Building with AI Agents: What Actually Works
A few things I’ve learned after spending months shipping agent-assisted workflows in production.
The mental model shift
The mistake most engineers make is treating AI agents like better autocomplete. They’re not. The right mental model is closer to a junior contractor who reads fast, never gets tired, and occasionally hallucinates API docs.
That mental model change has two practical consequences:
- You define the contracts, not the logic. Give the agent a clear interface — exact inputs, expected outputs, explicit failure modes. Don’t let it infer what you mean.
- Verification is your job. The agent ships fast. You verify. Every agent-written PR gets the same review as any other PR — probably more, because the agent won’t feel bad about it.
What I’ve actually shipped
A few patterns that held up:
File-based workflows — anything that’s just read/write on a predictable structure (like this blog). The agent knows the schema, pushes a file, done. Zero surprises.
Scaffolding, not architecture — agents are excellent at creating the 80% skeleton of a new service or feature. They’re poor at architectural decisions that require context spanning multiple years of system history. Use them for the former, own the latter yourself.

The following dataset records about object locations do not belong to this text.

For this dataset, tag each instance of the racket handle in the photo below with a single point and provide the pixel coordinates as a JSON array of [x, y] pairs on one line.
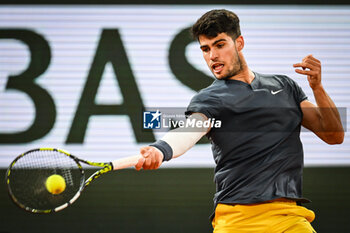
[[126, 162]]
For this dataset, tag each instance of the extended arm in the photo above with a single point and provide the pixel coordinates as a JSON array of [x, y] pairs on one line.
[[323, 119], [179, 140]]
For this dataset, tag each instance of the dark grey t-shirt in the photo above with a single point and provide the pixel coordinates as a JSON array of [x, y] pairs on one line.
[[257, 150]]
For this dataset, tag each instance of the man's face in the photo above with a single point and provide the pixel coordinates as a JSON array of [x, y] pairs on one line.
[[221, 55]]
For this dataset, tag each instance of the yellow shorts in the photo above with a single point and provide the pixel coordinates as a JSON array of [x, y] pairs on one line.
[[270, 217]]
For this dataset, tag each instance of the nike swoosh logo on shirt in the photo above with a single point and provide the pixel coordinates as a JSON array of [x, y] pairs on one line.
[[275, 92]]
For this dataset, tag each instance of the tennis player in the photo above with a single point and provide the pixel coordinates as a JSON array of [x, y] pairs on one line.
[[257, 149]]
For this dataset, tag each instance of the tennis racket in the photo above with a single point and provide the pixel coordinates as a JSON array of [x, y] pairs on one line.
[[27, 175]]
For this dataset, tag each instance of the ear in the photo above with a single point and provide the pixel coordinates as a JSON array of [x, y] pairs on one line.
[[239, 43]]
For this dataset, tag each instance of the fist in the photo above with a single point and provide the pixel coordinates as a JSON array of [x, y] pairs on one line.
[[151, 158]]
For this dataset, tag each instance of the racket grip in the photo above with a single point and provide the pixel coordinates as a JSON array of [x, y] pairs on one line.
[[130, 161]]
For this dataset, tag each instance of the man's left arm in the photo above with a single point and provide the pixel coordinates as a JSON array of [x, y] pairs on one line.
[[323, 119]]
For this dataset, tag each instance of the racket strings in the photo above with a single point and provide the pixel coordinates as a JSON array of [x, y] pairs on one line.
[[28, 175]]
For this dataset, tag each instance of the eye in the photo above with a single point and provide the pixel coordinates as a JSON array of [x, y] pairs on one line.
[[205, 49], [220, 45]]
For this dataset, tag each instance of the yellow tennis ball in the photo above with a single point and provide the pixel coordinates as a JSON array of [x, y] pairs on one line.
[[55, 184]]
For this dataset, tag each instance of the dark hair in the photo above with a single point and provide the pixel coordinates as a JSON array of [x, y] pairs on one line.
[[215, 22]]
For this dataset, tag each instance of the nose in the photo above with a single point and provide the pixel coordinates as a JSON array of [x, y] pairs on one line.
[[213, 55]]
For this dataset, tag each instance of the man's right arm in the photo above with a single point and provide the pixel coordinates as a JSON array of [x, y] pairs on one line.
[[179, 140]]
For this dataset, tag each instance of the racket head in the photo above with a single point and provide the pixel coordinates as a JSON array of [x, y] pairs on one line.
[[27, 174]]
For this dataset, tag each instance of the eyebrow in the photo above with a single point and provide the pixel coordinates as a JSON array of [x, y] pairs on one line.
[[214, 43]]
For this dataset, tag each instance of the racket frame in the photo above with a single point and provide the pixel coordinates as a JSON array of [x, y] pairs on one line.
[[106, 167]]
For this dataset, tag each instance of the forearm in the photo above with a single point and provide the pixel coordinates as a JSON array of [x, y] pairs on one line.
[[329, 116], [181, 141]]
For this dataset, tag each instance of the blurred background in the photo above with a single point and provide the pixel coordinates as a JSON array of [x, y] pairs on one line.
[[77, 75]]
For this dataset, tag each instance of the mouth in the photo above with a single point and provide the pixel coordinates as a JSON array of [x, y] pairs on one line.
[[217, 67]]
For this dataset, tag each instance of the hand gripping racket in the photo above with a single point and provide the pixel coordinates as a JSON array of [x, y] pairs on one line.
[[27, 175]]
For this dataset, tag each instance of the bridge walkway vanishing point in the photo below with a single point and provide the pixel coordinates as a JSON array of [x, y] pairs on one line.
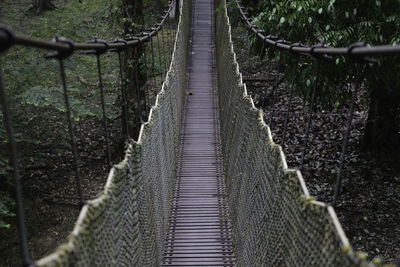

Research synthesis — give an agent a set of docs, a GitHub issue, and a question. Get back a structured answer. This alone saves an hour a day.
What doesn’t work
- Long-horizon tasks with ambiguous checkpoints
- Anything that requires institutional memory the agent doesn’t have
- Decisions involving trade-offs you haven’t made explicit
The actual workflow
For this blog specifically: I open Claude Code, describe what I want to write, and it scaffolds the post. I edit, push. The whole loop is under five minutes once you have the repo set up right.
That’s the real unlock — not the AI capability, but removing the friction around it.